Caribbean lawsuit challenges St. Vincent’s anti-gay law

The Caribbean island nation of St. Vincent and the Grenadines is the focus for the latest in a continuing series of legal challenges to anti-gay laws inherited from the region’s colonial past.

St. Vincent anti-gay law challenged

Two gay men filed court proceedings to challenge St Vincent and the Grenadines’ “buggery” and “gross indecency” laws, which criminalise homosexuality.

Both men, who have been advised by Jeremy Johnson QC and Peter Laverack of 5 Essex Court, assert that their dignity and autonomy are stripped by these laws. They have filed claims with Affidavits stating that they have been exiled from the Caribbean nation due to the severely draconian and damaging effects of these laws.

Javin Johnson, aged 22, successfully claimed asylum in the United Kingdom in 2017 having established that he could not live as a gay man in St Vincent. Sean Macleish, aged 53, is a Vincentian resident in Chicago, Illinois. Macleish has publicly advocated to the Caribbean nation’s Prime Minister for the removal of these laws so that he may return home with his partner, but to no effect.

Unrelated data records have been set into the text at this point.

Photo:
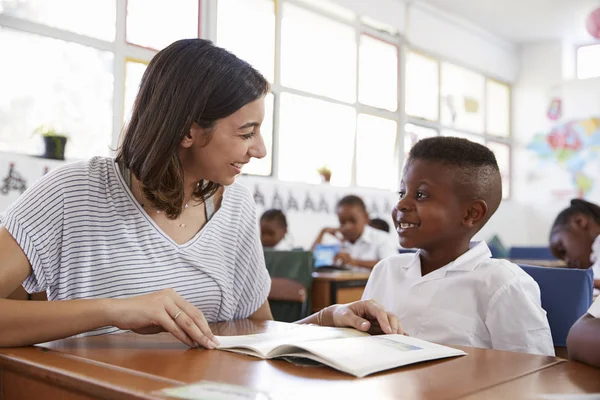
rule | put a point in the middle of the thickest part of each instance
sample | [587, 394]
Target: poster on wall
[573, 149]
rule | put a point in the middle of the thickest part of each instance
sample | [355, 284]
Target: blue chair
[530, 253]
[566, 295]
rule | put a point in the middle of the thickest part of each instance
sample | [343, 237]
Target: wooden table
[337, 287]
[130, 366]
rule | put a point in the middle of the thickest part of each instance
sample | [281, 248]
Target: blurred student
[361, 245]
[575, 237]
[447, 292]
[273, 230]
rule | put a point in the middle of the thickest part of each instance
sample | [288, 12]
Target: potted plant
[325, 173]
[54, 142]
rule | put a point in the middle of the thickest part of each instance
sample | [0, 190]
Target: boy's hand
[364, 315]
[163, 311]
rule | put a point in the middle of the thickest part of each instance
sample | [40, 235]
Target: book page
[263, 344]
[361, 356]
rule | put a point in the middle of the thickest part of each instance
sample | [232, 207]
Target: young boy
[446, 292]
[583, 342]
[273, 230]
[361, 245]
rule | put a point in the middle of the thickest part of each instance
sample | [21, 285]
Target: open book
[348, 350]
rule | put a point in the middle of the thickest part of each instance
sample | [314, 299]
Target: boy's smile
[429, 212]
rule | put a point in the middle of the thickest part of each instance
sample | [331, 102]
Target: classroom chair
[566, 295]
[530, 253]
[296, 266]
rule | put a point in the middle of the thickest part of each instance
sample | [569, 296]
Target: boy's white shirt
[594, 310]
[474, 301]
[372, 245]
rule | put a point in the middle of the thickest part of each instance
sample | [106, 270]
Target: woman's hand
[163, 311]
[364, 315]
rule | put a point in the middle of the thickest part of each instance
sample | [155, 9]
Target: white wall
[544, 188]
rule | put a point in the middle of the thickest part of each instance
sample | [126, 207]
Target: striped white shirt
[87, 237]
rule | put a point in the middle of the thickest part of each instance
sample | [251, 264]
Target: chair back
[530, 253]
[566, 295]
[295, 266]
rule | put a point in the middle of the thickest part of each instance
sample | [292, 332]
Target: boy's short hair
[578, 206]
[275, 215]
[477, 175]
[352, 200]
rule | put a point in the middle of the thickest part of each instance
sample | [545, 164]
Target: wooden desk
[337, 287]
[130, 366]
[562, 379]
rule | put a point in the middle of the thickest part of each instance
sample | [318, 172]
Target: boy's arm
[583, 342]
[516, 320]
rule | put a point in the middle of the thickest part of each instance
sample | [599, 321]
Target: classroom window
[462, 99]
[319, 60]
[254, 43]
[502, 153]
[422, 86]
[155, 24]
[378, 73]
[315, 133]
[95, 18]
[263, 166]
[71, 91]
[497, 108]
[375, 152]
[134, 70]
[588, 61]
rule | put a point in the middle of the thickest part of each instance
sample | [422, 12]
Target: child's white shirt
[474, 301]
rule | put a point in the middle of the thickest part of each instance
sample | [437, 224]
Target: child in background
[273, 230]
[583, 342]
[361, 245]
[446, 292]
[575, 237]
[380, 224]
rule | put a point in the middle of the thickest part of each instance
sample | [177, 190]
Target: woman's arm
[29, 322]
[583, 342]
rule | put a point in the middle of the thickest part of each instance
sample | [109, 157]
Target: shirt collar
[466, 262]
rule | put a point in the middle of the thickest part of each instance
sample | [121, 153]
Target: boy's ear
[580, 221]
[476, 212]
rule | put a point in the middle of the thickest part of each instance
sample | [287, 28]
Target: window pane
[314, 133]
[158, 23]
[71, 91]
[254, 44]
[321, 59]
[472, 138]
[133, 76]
[263, 166]
[378, 80]
[94, 18]
[422, 87]
[375, 152]
[502, 153]
[588, 61]
[462, 98]
[414, 133]
[498, 109]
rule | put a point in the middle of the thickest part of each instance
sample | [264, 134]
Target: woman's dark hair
[577, 206]
[192, 80]
[275, 215]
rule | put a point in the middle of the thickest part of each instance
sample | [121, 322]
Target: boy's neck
[434, 259]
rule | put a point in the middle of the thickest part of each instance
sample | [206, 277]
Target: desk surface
[135, 366]
[338, 276]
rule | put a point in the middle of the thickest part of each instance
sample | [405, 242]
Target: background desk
[130, 366]
[337, 287]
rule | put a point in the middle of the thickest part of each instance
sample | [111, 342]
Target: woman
[160, 238]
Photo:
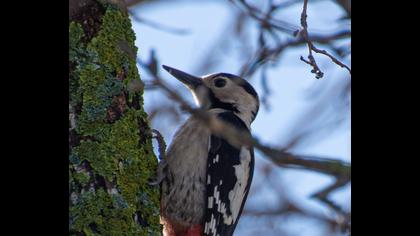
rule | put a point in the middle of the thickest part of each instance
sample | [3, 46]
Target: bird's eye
[220, 83]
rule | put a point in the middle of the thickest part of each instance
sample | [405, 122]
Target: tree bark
[111, 158]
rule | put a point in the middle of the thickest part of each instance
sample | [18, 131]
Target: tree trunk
[111, 157]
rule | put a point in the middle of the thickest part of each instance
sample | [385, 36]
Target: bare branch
[311, 60]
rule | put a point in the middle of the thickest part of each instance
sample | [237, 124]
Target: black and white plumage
[207, 179]
[229, 176]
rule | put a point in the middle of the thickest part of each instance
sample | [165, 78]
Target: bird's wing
[229, 175]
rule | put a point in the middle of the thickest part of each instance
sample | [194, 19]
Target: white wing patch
[237, 194]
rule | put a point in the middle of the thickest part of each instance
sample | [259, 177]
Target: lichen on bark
[111, 157]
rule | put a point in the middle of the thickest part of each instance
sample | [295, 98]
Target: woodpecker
[206, 179]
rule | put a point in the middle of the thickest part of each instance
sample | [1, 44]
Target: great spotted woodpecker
[206, 179]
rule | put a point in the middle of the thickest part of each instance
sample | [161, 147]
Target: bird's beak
[192, 82]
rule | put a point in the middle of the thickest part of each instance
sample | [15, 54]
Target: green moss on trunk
[111, 156]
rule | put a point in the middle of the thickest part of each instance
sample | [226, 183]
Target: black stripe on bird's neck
[216, 103]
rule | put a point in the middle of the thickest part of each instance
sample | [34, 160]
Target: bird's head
[221, 90]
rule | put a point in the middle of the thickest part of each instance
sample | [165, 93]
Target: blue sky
[289, 81]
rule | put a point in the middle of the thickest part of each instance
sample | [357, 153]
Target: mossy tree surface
[111, 157]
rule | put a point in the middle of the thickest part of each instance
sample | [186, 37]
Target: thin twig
[311, 47]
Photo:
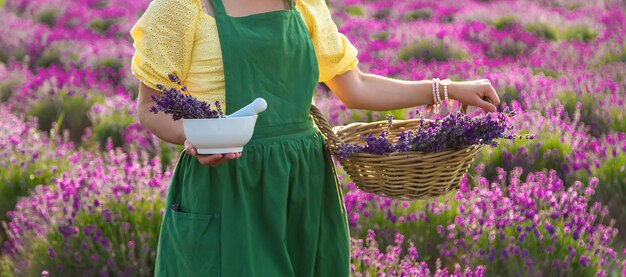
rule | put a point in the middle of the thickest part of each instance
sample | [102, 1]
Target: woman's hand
[210, 159]
[358, 90]
[472, 93]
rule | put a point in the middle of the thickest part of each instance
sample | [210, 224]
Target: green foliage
[143, 229]
[48, 16]
[6, 89]
[429, 50]
[588, 111]
[5, 264]
[382, 13]
[112, 126]
[102, 25]
[545, 72]
[582, 33]
[73, 108]
[546, 152]
[421, 230]
[611, 190]
[423, 14]
[370, 116]
[504, 22]
[612, 55]
[20, 171]
[508, 94]
[507, 47]
[618, 119]
[382, 36]
[355, 10]
[543, 30]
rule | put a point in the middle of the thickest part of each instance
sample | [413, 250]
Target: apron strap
[218, 8]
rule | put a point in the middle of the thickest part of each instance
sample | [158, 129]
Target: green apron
[278, 210]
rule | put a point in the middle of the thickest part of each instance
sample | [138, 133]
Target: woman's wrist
[453, 89]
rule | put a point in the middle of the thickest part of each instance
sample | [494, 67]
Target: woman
[275, 209]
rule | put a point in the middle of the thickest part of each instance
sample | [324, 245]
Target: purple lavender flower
[455, 131]
[180, 104]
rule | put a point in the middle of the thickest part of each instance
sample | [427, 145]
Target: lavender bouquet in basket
[180, 105]
[454, 132]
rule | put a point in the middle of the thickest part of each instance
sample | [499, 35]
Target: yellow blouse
[177, 36]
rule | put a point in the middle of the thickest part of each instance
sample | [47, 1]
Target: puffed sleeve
[335, 54]
[163, 40]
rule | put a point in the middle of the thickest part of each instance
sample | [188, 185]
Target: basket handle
[464, 106]
[332, 140]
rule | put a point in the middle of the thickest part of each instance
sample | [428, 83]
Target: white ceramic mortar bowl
[219, 135]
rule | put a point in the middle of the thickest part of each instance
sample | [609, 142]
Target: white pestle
[257, 106]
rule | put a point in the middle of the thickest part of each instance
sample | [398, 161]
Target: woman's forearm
[358, 90]
[161, 125]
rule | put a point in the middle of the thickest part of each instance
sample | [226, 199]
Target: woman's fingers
[493, 95]
[190, 149]
[217, 159]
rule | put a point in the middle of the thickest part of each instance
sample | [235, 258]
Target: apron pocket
[190, 244]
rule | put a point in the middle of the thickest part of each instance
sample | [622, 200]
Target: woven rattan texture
[407, 176]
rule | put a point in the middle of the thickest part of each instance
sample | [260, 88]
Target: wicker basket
[407, 176]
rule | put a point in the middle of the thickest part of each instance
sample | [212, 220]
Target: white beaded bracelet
[445, 83]
[436, 99]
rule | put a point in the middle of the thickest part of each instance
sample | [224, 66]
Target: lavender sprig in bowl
[206, 128]
[181, 105]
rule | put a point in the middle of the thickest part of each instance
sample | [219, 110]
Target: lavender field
[83, 184]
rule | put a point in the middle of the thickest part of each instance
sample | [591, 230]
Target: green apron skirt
[277, 210]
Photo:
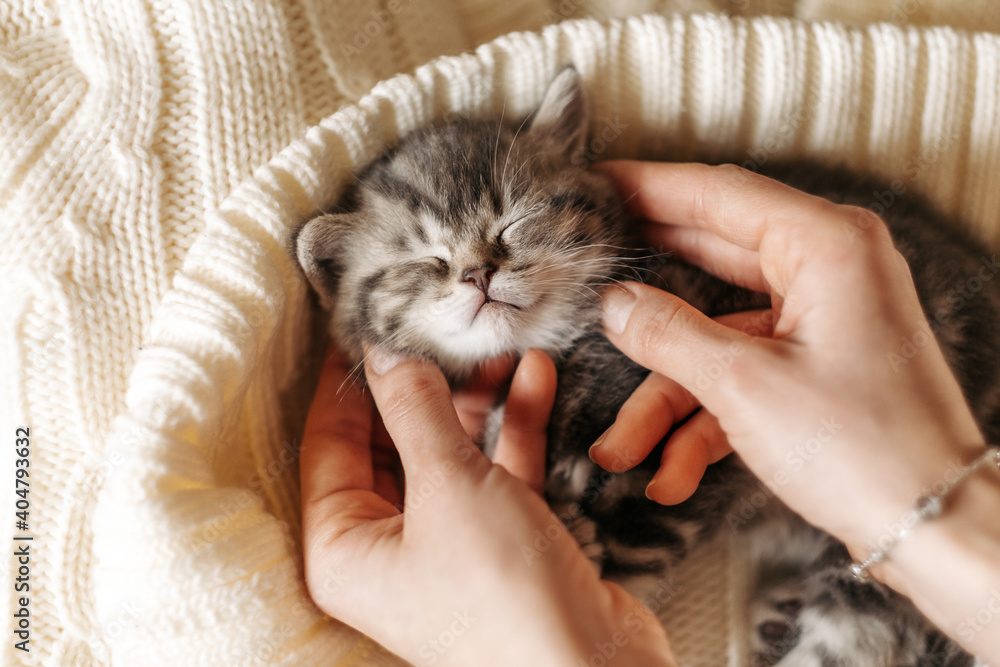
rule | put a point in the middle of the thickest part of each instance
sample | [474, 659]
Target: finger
[667, 335]
[754, 323]
[388, 480]
[336, 452]
[698, 443]
[478, 396]
[707, 250]
[523, 436]
[416, 406]
[646, 416]
[337, 475]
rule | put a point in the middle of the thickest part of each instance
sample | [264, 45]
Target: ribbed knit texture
[157, 337]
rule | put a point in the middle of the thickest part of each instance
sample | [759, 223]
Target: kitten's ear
[563, 114]
[319, 248]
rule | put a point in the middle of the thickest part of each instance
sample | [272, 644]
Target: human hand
[814, 409]
[446, 580]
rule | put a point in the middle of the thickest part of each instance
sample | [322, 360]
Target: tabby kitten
[472, 240]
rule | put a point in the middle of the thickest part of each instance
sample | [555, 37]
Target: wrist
[950, 565]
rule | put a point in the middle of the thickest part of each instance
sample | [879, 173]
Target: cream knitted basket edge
[197, 523]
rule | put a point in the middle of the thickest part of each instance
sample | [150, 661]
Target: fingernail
[382, 361]
[596, 445]
[653, 482]
[618, 304]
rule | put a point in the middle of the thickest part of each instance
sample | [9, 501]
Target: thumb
[664, 333]
[415, 404]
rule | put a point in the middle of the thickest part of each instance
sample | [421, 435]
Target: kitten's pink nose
[480, 277]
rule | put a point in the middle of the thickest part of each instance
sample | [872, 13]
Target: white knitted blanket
[157, 338]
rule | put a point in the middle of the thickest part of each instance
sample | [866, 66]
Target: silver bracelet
[928, 507]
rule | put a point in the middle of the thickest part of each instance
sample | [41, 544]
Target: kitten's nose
[480, 277]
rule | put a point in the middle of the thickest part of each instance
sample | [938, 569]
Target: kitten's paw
[774, 618]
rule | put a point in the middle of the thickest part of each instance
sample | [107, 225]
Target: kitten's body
[470, 241]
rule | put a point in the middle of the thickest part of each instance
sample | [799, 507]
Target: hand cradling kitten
[476, 239]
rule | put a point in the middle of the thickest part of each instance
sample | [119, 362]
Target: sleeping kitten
[471, 240]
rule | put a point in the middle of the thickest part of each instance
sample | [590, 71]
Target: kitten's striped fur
[472, 240]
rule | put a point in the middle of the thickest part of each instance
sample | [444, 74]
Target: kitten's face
[469, 242]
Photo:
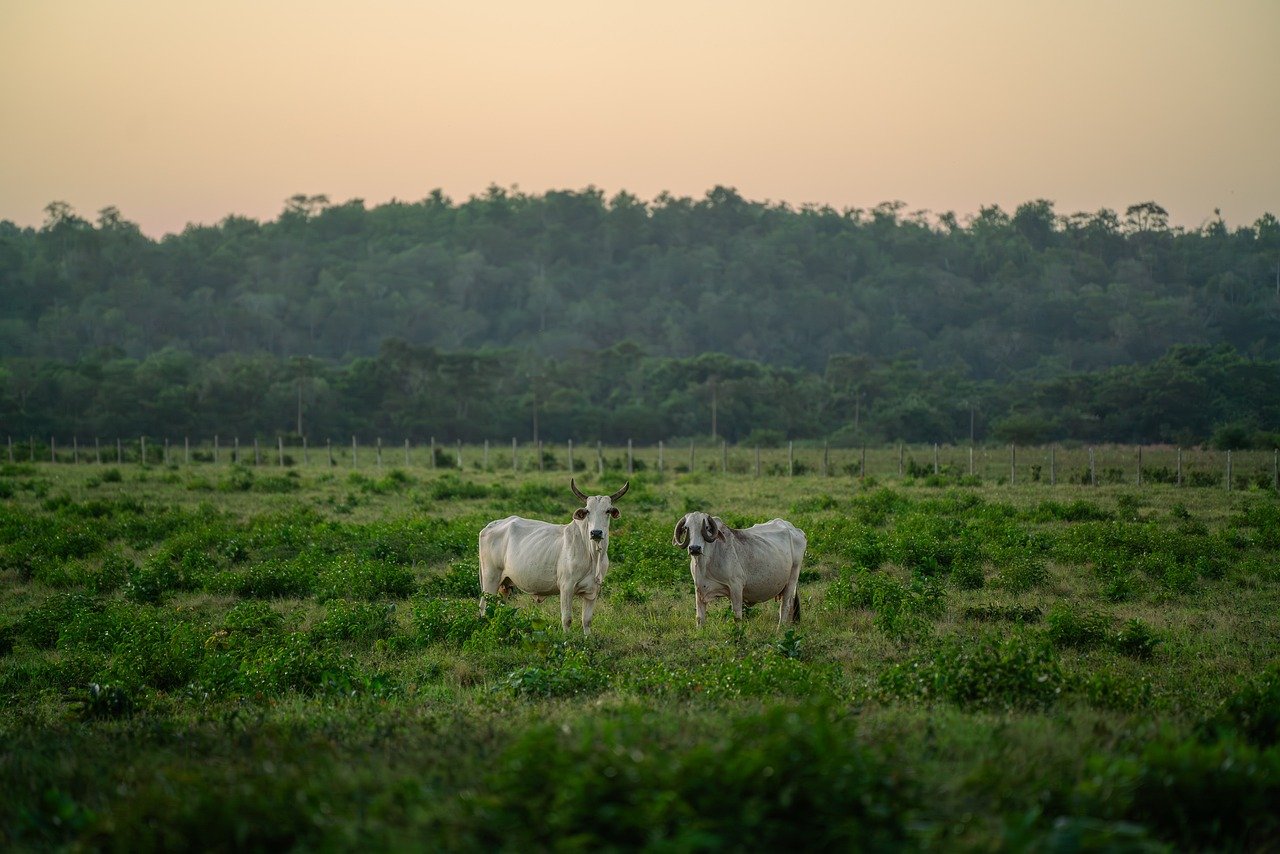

These challenges coincide with Prince William and his family holidaying in the country on the exclusive island of Mustique, whose website states “there are no rules on Mustique”. LGBT visitors, however, would be liable to arrest and imprisonment for up to 10 years if caught being intimate. Prince William stated this month that he would be “absolutely fine” if his own children were gay.